El exministro de Defensa Carlos Sánchez Berzaín, conocido como El Zorro, ahora busca anular los obrados del juicio de responsabilidades instaurado en Bolivia por las muertes de 2003; esto luego de que un juez estadounidense liberara su responsabilidad civil.

“En aplicación del fallo (del juez James Cohn de la Corte de Distrito de Florida) estoy preparando acciones internacionales de orden legal para que se declare la nulidad del juicio de persecución política que mantiene como presos políticos a ministros y miembros del Alto Mando Militar de las Fuerzas Armadas”, afirmó Sánchez Berzaín a La Razón.

El dictamen del juez James Cohn dejó sin efecto el fallo de un tribunal ciudadano que halló responsables al expresidente Gonzalo Sánchez de Lozada y Sánchez Berzaín. Ese jurado determinó el pago de $us 10 millones a ocho familias que activaron el litigio en Estados Unidos por daños civiles.

Thomas Becker, jurista patrocinador de las familias que afrontaron el pleito contra las dos exautoridades, explicó que nadie puede cambiar el fallo de un jurado ciudadano, “que representa al pueblo” de Estados Unidos. “Vamos a presentar la apelación este mes, estamos trabajando”, dijo el letrado.

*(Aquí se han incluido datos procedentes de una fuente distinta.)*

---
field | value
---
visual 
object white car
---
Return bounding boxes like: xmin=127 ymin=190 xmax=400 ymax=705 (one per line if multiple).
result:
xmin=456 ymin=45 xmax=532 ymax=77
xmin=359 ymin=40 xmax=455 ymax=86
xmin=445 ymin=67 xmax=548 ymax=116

Becker anticipó que la apelación será en el marco de la jurisdicción internacional sobre derechos humanos, pues las ejecuciones implican “matar a la gente sin un plan premeditado”. “Hay testigos que vieron a Sánchez Berzaín disparando desde un helicóptero”,  remarcó sobre los argumentos.

Ahora, Sánchez Berzaín quiere anular el juicio penal que se le sigue en Bolivia, el cual fracasó porque él huyó a Estados Unidos junto a Sánchez de Lozada y el entonces ministro de Hidrocarburos Jorge Berindoague. La Justicia boliviana no puede juzgar y emitir sentencia a personas ausentes.

Las gestiones para instaurar el juicio penal iniciaron cuatro días después de la renuncia del exmandatario, pero el aval parlamentario salió en 2004. El proceso contra 17 imputados por los muertos y heridos recién empezó en 2005.

En 2006, el ahora ministro de Justicia, Héctor Arce, junto a otras autoridades solicitó la extradición de Sánchez de Lozada y de sus ministros, sin lograr su objetivo; en 2008, el Gobierno volvió a pedir la extradición de las exautoridades.

En 2011 se emitió la primera sentencia condenando a cinco exjefes militares y dos exministros por las muertes en octubre. Se declaró rebeldes a Sánchez de Lozada y Sánchez Berzaín.

En 2012, Estados Unidos rechazó el pedido de extradición porque algunas figuras legales no estaban adecuadas a su ordenamiento jurídico; en 2013 se oficializa otra solicitud, esta vez compatible con las normas estadounidenses. En 2014 se aplicó esta nueva solicitud de extradición.

En 2016, el Departamento de Estado de Estados Unidos remitió a la Justicia norteamericana el pedido de extradición, solicitud que no tiene un plazo establecido.